What is the fundamental group of $\mathbb S^2$ attached with a diameter? And what is the fundamental group of a hemisphere attached with a diameter?
I guess for the latter one, we can deformation retract it to a circle by compressing around the diameter. So the fundamental group should be $\mathbb Z$. And for the first one we can combine this result with Van Kampen's theorem, and the answer should also be $\mathbb Z$.
Am I right? And how can I prove the case for hemisphere more rigorously?
You nailed space (b). So I'll talk about space (a), which we will denote by $A$.

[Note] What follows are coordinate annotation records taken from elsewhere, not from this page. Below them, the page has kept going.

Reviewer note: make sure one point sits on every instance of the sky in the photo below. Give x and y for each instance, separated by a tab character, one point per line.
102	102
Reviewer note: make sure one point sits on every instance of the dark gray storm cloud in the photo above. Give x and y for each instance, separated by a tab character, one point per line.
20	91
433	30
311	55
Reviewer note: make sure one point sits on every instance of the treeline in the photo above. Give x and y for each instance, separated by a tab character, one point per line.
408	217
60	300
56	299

Space (a) is connected, arcwise connected and semi-locally simply connected. Hence, it has a universal cover. It is natural to try to find out that universal cover. With some thinking, we get that the universal cover is the "Happy Beads" (for the lack of a good non-pornographic word) depicted below:
where the projection map is quite obvious. Now what follows is simply a mere adaptation of the proof that $\pi_1(S^1)=\mathbb{Z}$, which we outline below:
Fix a point $y$ in the universal cover and consider the map $HB: \pi_1(A, x_0) \rightarrow \mathbb{Z}$, where $x_0$ is the upper point of the sphere (which has a segment going down), which takes a class $[f]$ and sends it to $n$, where $n$ is the number of spheres (counted with "direction") between the initial point of the lift of $f$ (which is $y$) and the endpoint. This is well-defined due to the properties of lifts. $HB$ is obviously surjective. Now, if the $n$ associated with a given class is $0$, then the lifted path is a loop in the universal cover. Hence, homotopically trivial. Therefore, we have that $[f]=p_{\#}[Lift ~f]=p_{\#}0=0$. We then have that $HB$ is an isomorphism.